Joyce Murray, MP for Vancouver Quadra and the opposition party’s critic for small business and tourism, visited Prince George on Tuesday and is in Terrace today visiting with economic, political and business leaders of northern B.C.
While here, she asked the Prince George Chamber of Commerce accepted her invitation to join her new small business advisory group.
Also while in Prince George, she met with mayor Shari Green and regional district chair Art Kaehn and other local elected officials, toured UNBC’s bioenergy plant and medical school, and spent time at the Chamber of Commerce office speaking with local business members.
“I’m here to hear about what’s on your radar that should be on my mind when I’m in Ottawa,” she told chamber members.
The issues brought forward to her included Employment Insurance concerns, the skilled labour shortage, old age security changes, and one topic that kept recurring through her day and the conversation at the table: decaying civic infrastructure, particularly roads, bridges, water mains, and sewer pipes.
“Her visit was nonpartisan, she asked to come out of interest in our local business community and our board approved of that because she is definitely one path to Parliament for making improvements to small business,” said Chamber of Commerce CEO Jennifer Brandle-McCall. “We pulled together a few points and some notes to make really apparent to her, to take forward on our behalf.”
In a recent survey of Prince George chamber members, health and infrastructure were the highest ranking concerns of federal responsibility, said Brandle-McCall,. Crumbling city amenities makes it hard to attract and retain a skilled and progressive workforce and promote a healthy businesses climate.
Local chamber members also had criticism over the way federal economic diversification money was spread out among communities, with overly complex application processes and overly tight strings attached.
On this point, Murray had some words of praise for the Conservative government, despite her position on the other side of the House.
“The federal government does have a Red Tape Task Force and that is good,” she said. “I’m an advocate for red tape reduction when it doesn’t undermine the confidence the public wants to have in the economy and how government plays its part in a healthy business climate.”
She had sharp criticism, however, for the federal budget’s spending priorities and choices for cuts.
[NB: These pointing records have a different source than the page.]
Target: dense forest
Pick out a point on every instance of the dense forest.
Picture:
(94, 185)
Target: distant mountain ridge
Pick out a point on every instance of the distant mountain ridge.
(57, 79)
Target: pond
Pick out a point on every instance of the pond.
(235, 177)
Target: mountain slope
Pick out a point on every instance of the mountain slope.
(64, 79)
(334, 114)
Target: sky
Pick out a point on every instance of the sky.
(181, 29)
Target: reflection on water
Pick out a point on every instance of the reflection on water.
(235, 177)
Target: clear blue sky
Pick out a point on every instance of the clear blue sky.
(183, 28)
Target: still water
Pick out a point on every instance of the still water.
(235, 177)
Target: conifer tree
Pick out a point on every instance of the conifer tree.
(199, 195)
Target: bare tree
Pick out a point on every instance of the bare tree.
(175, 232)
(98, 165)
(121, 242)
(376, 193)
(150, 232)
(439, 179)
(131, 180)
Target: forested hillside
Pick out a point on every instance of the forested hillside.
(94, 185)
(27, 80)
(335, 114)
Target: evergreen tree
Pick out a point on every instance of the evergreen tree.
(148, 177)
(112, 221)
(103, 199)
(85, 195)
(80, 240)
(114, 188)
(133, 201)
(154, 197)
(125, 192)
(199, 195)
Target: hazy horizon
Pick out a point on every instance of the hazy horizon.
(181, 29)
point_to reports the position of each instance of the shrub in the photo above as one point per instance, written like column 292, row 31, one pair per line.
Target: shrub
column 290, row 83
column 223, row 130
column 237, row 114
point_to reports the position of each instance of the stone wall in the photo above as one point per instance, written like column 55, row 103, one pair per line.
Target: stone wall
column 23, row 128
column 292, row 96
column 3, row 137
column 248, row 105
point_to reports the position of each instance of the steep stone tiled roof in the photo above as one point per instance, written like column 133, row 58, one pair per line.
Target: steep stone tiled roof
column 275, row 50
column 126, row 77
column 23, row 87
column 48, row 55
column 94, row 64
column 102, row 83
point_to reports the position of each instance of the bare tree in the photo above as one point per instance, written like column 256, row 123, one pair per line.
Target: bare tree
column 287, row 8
Murray was suspicious of government changes to environmental protections, saying “this isn’t just fine-tuning going on, it is a dismantling” of protections for communities and the small businesses that exist across Canada as the nation’s economic backbone. She said she was an advocate for business and industry of all sorts, but only when it was based on proper free market forces and science, not ideology and favoritism.